Special note on "bordering on": If your instinct says a step is borderline between two classifications, choose the more conservative one. "Bordering on NOT_WORTH_TOUCHING" means NOT_WORTH_TOUCHING.
When to Use "Not Worth Touching"
You MUST consider NOT_WORTH_TOUCHING when ANY of these apply:
| Trigger | Why Automation Makes It Worse |
|---|---|
| Undocumented tribal knowledge | Automation will miss the workarounds that make it work |
| Recent regulatory inquiry/finding | Regulators are watching; automation failure = bad optics |
| Process compensates for system bugs | Automation encodes bugs instead of fixing them |
| High staff turnover in this role | Knowledge capture should precede automation |
| Pending regulatory changes | Automating to current rules creates rework |
| Single error caused major incident | Zero tolerance means automation risk is unacceptable |
NOT_WORTH_TOUCHING is not failure. It's honest recognition that:
- Some processes need fixing before automating
- Some automation creates more risk than it solves
- The right answer to "should we automate?" is sometimes "not yet" or "never"
If you score ANY criterion as HIGH and the current process works despite its pain points, strongly consider NOT_WORTH_TOUCHING.
The goal is not maximum automation. The goal is appropriate automation.

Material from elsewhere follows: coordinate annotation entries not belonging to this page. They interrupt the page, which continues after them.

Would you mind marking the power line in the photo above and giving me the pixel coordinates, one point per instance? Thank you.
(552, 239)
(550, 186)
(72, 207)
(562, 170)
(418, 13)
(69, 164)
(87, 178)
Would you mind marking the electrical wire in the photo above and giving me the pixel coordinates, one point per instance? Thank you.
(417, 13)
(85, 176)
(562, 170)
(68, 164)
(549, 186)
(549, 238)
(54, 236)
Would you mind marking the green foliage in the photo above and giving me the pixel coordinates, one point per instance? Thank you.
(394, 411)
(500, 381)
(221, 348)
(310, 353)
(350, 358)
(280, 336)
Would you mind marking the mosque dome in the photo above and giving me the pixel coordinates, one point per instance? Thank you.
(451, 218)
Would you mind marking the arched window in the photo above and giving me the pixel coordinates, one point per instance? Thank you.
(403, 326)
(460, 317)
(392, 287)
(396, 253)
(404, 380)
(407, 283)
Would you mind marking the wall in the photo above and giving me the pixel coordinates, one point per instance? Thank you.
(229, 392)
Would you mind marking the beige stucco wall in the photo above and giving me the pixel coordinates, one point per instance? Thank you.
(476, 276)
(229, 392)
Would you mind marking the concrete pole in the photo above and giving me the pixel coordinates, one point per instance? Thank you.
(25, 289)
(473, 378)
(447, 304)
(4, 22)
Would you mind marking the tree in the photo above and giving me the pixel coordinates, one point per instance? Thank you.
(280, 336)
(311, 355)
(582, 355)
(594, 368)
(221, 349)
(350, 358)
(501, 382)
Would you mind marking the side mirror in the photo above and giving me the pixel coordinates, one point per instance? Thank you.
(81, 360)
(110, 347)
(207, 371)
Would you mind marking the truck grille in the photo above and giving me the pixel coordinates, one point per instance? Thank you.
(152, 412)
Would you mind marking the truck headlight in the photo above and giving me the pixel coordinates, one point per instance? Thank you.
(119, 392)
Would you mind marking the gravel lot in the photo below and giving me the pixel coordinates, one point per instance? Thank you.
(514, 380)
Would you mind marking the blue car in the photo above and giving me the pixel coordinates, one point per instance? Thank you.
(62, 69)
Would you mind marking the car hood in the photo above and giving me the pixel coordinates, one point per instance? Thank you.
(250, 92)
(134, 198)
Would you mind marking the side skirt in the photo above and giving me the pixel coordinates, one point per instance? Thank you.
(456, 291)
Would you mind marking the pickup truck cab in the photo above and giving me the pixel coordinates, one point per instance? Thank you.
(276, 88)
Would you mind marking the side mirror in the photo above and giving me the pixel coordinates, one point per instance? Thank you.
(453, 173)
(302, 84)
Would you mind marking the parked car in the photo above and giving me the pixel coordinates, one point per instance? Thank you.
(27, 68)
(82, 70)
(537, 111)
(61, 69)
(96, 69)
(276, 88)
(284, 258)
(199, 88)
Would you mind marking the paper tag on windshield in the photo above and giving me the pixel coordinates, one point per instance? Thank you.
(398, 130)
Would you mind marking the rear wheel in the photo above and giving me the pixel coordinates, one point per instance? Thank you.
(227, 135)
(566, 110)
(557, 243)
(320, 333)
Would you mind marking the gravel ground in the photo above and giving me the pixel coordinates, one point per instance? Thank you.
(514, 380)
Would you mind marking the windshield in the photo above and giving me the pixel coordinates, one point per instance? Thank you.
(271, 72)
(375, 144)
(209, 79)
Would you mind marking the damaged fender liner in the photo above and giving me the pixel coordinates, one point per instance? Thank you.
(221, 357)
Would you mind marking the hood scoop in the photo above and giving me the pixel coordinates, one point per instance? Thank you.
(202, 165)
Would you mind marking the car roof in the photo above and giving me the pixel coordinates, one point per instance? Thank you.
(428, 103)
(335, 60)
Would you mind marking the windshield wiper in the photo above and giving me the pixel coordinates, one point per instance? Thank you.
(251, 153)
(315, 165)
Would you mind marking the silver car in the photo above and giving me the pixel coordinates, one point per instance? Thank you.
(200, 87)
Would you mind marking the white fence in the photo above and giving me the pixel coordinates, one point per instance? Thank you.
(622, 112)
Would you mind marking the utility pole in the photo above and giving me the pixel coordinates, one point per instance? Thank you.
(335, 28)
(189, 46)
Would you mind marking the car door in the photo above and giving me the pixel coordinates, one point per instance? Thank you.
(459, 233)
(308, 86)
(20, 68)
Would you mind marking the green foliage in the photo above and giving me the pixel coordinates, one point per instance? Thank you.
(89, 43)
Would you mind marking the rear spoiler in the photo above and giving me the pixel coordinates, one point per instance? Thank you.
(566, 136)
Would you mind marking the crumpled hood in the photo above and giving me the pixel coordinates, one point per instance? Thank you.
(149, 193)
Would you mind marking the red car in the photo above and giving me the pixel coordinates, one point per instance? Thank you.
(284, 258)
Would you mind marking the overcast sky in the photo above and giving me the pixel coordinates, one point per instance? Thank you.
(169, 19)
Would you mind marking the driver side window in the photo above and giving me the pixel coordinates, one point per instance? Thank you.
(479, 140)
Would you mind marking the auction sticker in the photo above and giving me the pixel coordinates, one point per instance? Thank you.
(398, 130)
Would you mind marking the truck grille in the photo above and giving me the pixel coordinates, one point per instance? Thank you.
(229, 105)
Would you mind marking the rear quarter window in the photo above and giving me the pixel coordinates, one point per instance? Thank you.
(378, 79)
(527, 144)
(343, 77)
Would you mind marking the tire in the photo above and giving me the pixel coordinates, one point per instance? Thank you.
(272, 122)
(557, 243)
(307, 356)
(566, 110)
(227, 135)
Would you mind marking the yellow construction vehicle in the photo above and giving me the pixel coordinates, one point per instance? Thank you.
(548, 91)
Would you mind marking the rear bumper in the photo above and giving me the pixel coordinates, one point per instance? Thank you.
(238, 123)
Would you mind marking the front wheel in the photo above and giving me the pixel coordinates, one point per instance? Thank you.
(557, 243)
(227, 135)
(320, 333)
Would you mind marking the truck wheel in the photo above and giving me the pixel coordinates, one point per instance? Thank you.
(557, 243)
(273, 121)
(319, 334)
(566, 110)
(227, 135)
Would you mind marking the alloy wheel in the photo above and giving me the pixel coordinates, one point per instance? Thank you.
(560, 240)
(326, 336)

Financial Services Context
In regulated financial services, the consequences of automation errors include:
- Regulatory fines and sanctions
- Mandatory disclosure and remediation
- Personal liability for executives
- License risk
A single misclassified SAR trigger, unreported CTR, or misrouted fraud complaint can create regulatory exposure that dwarfs any efficiency gain.
Default to conservative classification. It's easier to upgrade a Human-Only to AI-Assisted after gaining confidence than to explain to regulators why your fully automated process failed.